South African manufacturers wishing to participate in the nuclear sector need to adopt a series of measures and mindsets in order to achieve success. This was highlighted by international industrial standards and codes development association ASME VP (New York) and ASME governor-elect Bryan Erler on Thursday.
These include the implementation of a strong quality culture, the use of experienced and qualified sub-suppliers ("sub-suppliers are critical," he pointed out) and the achievement of a full understanding of the standards code that is specified for the nuclear power plant (NPP) design selected by the customer. They also include the need to train and continually re-qualify employees in the company's manufacturing processes and a readiness to take full advantage of the Authorised Inspection Agency, who will help keep up the company's standards.
Underlying everything is the need to adopt and implement standards for nuclear manufacturing. ASME has standards and codes which cover all pressure vessels, including well established standards and codes for the nuclear industry (covering operation and maintenance as well as manufacture). "ASME's nuclear construction standard is the technical basis for all other [nuclear] standards," he observed.
ASME has a number of nuclear standards, of which the best known are the nuclear-specific and nuclear-relevant sections of the organisation's renowned Boiler and Pressure Vessel (B&PV) code. Others are designated NQA-1 (covering quality assurance requirements for nuclear facility applications), OM (the code for the operation and maintenance of NPPs), RA-S (covering probabilistic risk assessment for NPP applications), Nuclear Air and Gas Treatment Requirements and Cranes in Nuclear Plants.

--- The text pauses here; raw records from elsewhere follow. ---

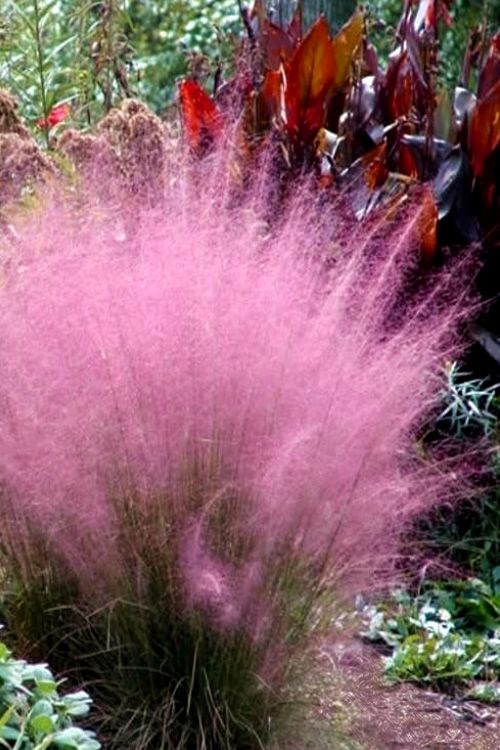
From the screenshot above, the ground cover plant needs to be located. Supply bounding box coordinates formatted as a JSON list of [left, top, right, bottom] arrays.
[[0, 633, 100, 749], [361, 579, 500, 699]]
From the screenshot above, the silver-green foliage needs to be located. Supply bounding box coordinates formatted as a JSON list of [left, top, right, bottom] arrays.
[[361, 579, 500, 695], [0, 635, 100, 749], [438, 361, 499, 439]]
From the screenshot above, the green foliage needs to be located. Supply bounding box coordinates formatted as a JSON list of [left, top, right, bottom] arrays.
[[0, 0, 134, 132], [414, 361, 500, 592], [0, 0, 242, 122], [361, 580, 500, 694], [129, 0, 241, 112], [1, 0, 74, 137], [0, 634, 100, 749]]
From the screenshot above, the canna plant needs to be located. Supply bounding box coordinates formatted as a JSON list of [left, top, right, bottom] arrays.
[[179, 0, 499, 261]]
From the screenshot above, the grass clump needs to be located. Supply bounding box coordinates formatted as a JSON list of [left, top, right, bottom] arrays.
[[1, 465, 340, 750], [0, 144, 468, 747]]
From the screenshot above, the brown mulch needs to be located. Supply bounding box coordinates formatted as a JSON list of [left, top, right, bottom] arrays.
[[327, 638, 500, 750]]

The B&PV code has 12 sections, of which Sections II, III, V, IX and XI are applicable to the nuclear industry. Especially Section III, which is entitled Rules for Construction of Nuclear Facility Components. "Section III is very intense for reactor design," noted Erler. "Section XI is also well-known. It's for in-service inspection of NPP components."
Section III is composed of five divisions. Division 5, for example, was developed for high temperature reactors, and South Africans had a major input into its creation, because of their involvement in the Pebble Bed Modular Reactor, which was a high temperature reactor programme.
Today, 60 countries use the ASME B&PV code; 20 countries are Section III certificate holders. Many countries use the ASME nuclear code and standards. Many countries purchase nuclear components and equipment built to Section III standards. "Other countries use the ASME code and standards for the basis of their own codes and standards," he pointed out.
In 2012, there was an international comparison of all nuclear codes. Because it was the inspiration for all the others, the ASME was used as the baseline code. "It was discovered that there were very few technical differences [between them] and those were the result of local regulations," he reported. However, "ASME was the only one that had a conformity assessment programme within the code. Conformity assessment is all about quality. It's used in over 100 countries around world. It provides assurance to the utilities building NPPs."
"The ASME stamp shows you've gone through all the conformity assessment steps necessary," he affirmed. "It shows that components are constructed to internationally known standards, standards which have proven reliability. These standards are consensus standards. They qualify suppliers and involve the regular resurveying of suppliers. There is third party oversight during fabrication and construction. ASME codes, standards and conformity assessment programmes provide for quality programme consistency and ease of supply chain management."
For South African companies, he stated, ASME standards will make it much easier to enter international nuclear markets. "There is a big market out there!" The alternative would be to manufacture to different standards for different markets.
Erler was addressing the Nuclear Africa 2015 conference at the South African Nuclear Energy Corporation complex at Pelindaba, west of Pretoria.